Yaşadığımız dönemde reformizm, kapitalist sistemin yaşamakta olduğu tıkanıklığa paralel olarak derin bir kriz geçiriyor. Bu kriz kimi reformist partiyi “sosyal liberal” bir yörüngeye oturttu. İngiltere’de Tony Blair liderliğindeki İşçi Partisi bunun en iyi örneğidir. ABD’nin dış politikalarına verilen tam destek İşçi Partisi iktidarları için yeni bir gelişme değildir. Benzeri bir tutuma Vietnam Savaşı sırasında tanık olmuştuk. Ancak o zaman iktidardaki İşçi Partisi Vietnam’a asker göndermemişti. İşçi Parti politikaları açısından yeni olan, özelleştirmelere verilen destek, sendikalara açıktan saldırı ve sendikalar ile parti arasındaki organik bağı kopartma çabasıdır. Avrupa’da diğer reformist partiler de farklı ölçülerde sosyal liberalizme doğru kaydılar. Brezilya’da radikal reformist İşçi Partisi ve lideri Lula büyük bir coşkuyla iktidara gelmişti. Ancak kapitalizmin krizinin basıncı Lula’yı IMF ile anlaşma yapma noktasına getirdi.

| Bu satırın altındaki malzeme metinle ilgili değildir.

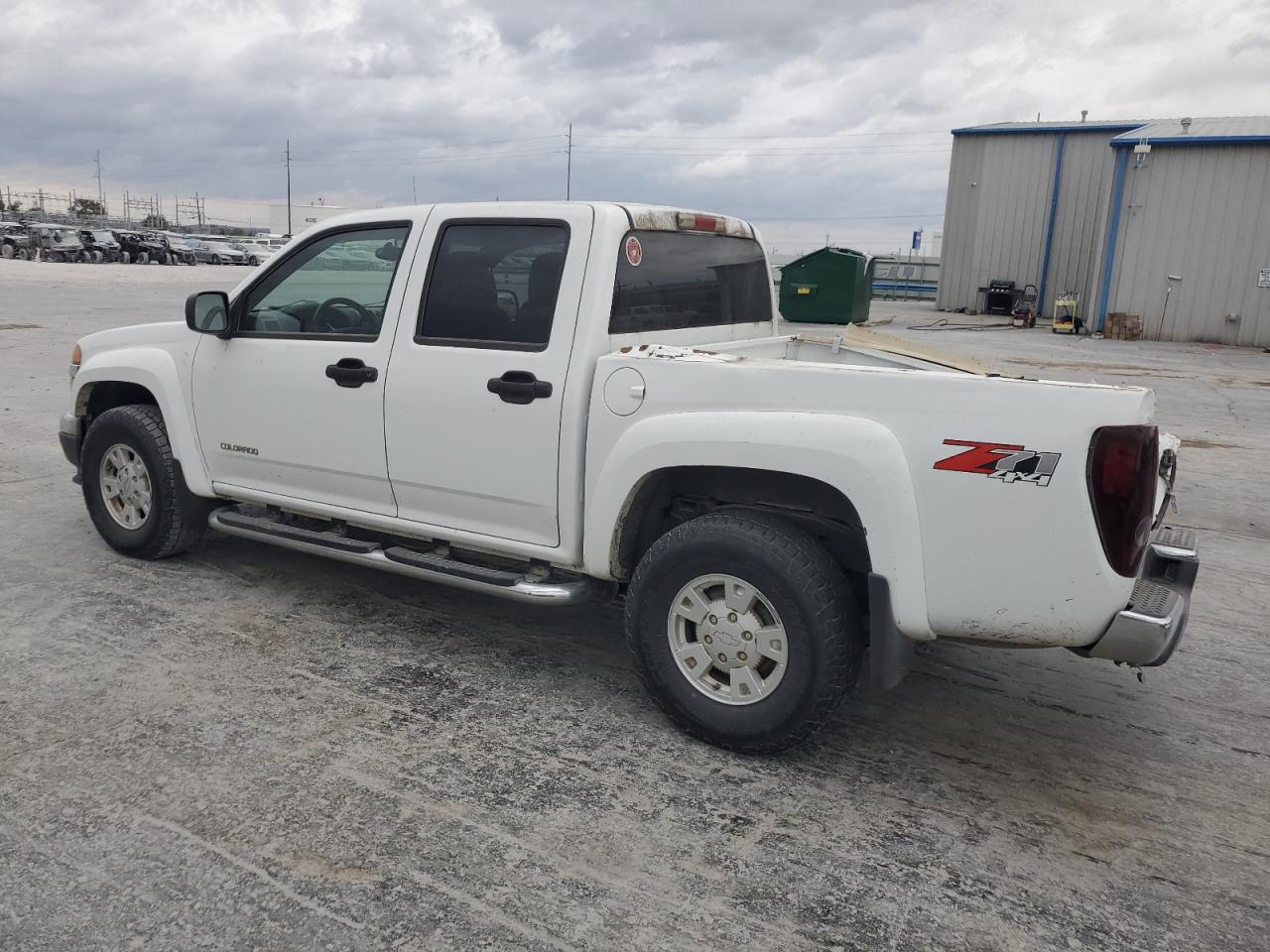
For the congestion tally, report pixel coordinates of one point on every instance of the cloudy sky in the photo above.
(812, 118)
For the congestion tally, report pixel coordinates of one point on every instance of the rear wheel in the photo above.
(134, 489)
(744, 630)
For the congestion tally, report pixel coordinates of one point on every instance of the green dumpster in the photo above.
(828, 286)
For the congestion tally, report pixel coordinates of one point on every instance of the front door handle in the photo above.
(352, 372)
(518, 388)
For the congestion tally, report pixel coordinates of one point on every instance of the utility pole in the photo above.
(568, 168)
(289, 186)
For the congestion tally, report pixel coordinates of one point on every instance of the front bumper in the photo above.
(70, 434)
(1148, 630)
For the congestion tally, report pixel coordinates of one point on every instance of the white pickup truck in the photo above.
(553, 402)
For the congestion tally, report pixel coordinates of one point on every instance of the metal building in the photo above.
(1110, 209)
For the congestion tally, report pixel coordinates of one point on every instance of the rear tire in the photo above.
(799, 593)
(175, 518)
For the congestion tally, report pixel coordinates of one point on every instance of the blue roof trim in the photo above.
(1125, 141)
(1025, 130)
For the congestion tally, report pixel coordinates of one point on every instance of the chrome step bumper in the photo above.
(425, 566)
(1150, 629)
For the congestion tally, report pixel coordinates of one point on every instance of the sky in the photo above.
(813, 119)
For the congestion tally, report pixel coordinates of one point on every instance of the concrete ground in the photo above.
(253, 749)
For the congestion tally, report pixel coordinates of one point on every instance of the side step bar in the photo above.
(426, 566)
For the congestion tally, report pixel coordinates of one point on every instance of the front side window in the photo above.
(336, 286)
(672, 280)
(494, 285)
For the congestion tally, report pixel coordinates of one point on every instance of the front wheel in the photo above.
(134, 489)
(744, 630)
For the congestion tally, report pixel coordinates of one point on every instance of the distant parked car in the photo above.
(100, 245)
(14, 241)
(254, 252)
(137, 248)
(55, 243)
(214, 252)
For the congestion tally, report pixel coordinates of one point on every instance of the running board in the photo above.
(425, 566)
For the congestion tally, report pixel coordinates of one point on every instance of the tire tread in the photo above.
(810, 567)
(180, 529)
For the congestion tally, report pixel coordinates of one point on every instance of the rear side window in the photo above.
(689, 281)
(494, 285)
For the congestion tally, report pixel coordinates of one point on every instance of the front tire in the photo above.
(744, 630)
(134, 489)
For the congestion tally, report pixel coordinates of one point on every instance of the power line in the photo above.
(441, 145)
(847, 217)
(427, 160)
(772, 135)
(667, 154)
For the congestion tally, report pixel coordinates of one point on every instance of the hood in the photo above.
(162, 333)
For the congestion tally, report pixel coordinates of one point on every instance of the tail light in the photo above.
(1123, 462)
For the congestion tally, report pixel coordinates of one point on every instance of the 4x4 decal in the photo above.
(1000, 461)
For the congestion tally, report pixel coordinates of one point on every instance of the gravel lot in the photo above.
(253, 749)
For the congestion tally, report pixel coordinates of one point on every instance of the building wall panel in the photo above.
(1201, 212)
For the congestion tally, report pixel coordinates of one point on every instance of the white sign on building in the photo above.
(303, 217)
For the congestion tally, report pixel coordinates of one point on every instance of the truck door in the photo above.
(479, 371)
(293, 404)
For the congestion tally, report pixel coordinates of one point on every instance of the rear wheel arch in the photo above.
(666, 498)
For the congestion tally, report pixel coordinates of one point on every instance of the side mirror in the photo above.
(208, 312)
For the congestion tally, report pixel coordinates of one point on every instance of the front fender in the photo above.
(157, 371)
(858, 457)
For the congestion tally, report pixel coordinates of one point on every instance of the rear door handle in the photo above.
(352, 372)
(518, 388)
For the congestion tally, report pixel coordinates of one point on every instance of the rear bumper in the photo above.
(1148, 630)
(70, 436)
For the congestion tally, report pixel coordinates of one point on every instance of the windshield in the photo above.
(668, 280)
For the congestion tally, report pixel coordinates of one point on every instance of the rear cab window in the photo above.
(494, 285)
(670, 281)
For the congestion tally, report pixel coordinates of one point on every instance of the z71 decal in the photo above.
(1000, 461)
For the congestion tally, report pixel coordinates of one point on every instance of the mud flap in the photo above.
(889, 653)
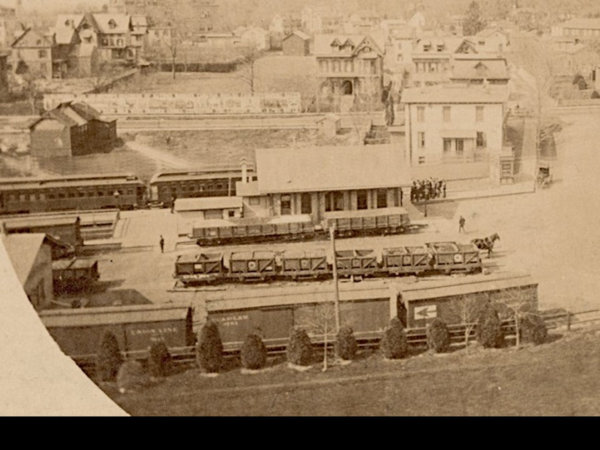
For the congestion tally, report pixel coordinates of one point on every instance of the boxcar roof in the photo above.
(468, 285)
(107, 315)
(365, 213)
(204, 203)
(268, 297)
(33, 222)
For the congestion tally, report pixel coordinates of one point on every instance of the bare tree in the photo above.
(248, 60)
(320, 321)
(467, 309)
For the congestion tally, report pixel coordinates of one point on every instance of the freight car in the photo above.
(366, 307)
(435, 257)
(72, 275)
(213, 181)
(82, 192)
(78, 332)
(300, 227)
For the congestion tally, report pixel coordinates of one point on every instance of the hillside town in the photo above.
(202, 188)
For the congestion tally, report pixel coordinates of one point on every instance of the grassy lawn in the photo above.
(558, 378)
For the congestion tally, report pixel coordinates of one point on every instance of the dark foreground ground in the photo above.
(557, 378)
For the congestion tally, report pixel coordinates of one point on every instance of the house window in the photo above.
(447, 145)
(361, 199)
(421, 139)
(460, 146)
(479, 113)
(306, 204)
(480, 139)
(447, 116)
(381, 198)
(286, 205)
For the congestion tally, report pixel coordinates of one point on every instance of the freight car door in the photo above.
(275, 325)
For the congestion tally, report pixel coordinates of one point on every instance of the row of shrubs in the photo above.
(253, 354)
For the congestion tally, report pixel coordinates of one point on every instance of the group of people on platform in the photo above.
(429, 189)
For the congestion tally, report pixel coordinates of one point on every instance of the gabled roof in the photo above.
(23, 248)
(582, 23)
(456, 94)
(32, 39)
(112, 23)
(325, 44)
(300, 34)
(66, 26)
(494, 69)
(329, 168)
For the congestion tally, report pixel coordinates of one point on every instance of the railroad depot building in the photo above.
(316, 180)
(454, 123)
(71, 129)
(31, 258)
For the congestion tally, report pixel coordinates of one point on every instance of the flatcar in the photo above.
(212, 181)
(366, 307)
(72, 275)
(77, 192)
(301, 227)
(431, 258)
(78, 332)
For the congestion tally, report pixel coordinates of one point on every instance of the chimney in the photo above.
(244, 171)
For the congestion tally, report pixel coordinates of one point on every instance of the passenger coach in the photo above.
(78, 192)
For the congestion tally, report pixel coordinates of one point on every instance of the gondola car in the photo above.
(76, 192)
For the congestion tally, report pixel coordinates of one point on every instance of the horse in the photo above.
(486, 243)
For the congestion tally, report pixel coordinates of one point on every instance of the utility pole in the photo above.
(335, 280)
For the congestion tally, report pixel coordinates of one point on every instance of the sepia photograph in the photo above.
(299, 208)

Yükselen sınıf mücadelesi, neo-liberalizme kucak açan günümüz reformist partilerinin işçi sınıfı tabanına ve taleplerine sırtını dönmesi, bu partilerin solunda yeni alternatiflerin geliştirilmesine olanak veriyor. Fransa Cumhurbaşkanlığı seçimlerinde Sol adayların aldığı oylar, Almanya’da yeni kurulan parti ve İngiltere’de Respect Koalisyonu buna birer örnektir. Brezilya’da da Lula’nın IMF ile dansı partinin sola doğru bölünmesine neden oldu.

Sosyal liberalizme kayışın bazı reformist partilerin sonunu hazırlayacağını düşünebiliriz. Ancak bu, reformizmin sonu olmayacaktır. Reformist partiler kendilerini sürekli yeniden var etmeye çalışacakları gibi sosyal liberaller de ara sıra sola doğru hamle yapmayı deneyeceklerdir. “Reformculuk” konusunda hiç bir kredisi kalmamış Tony Blair bile savaş karşıtı harekete göz kırpıyor. Blair, son G8 toplantısında “terörizme karşı savaş”tan hiç bahsetmedi. Bunun yerine “yoksulluğa karşı savaş” ve küresel ısınmanın durdulması konularına odaklandı. Neden? İngiltere’de bu yıl genel seçimler yapılacak ve Blair halkın yüzde 80’inin savaşa karşı olduğunu çok iyi biliyor.

Blair’in kendisini “Sol” gösterme çabası tabii ki içten değil. Ancak Blair’in oylarını almayı hedeflediği seçmen kitlesi, yoksullukla mücadele edilmesi gerektiği konusunda son derece içten ve ciddi. Alternatif bir Sol yaratma çabası içinde olanlar açısından ikisi arasındaki farkın yarattığı fırsatı kavramak son derece önemlidir.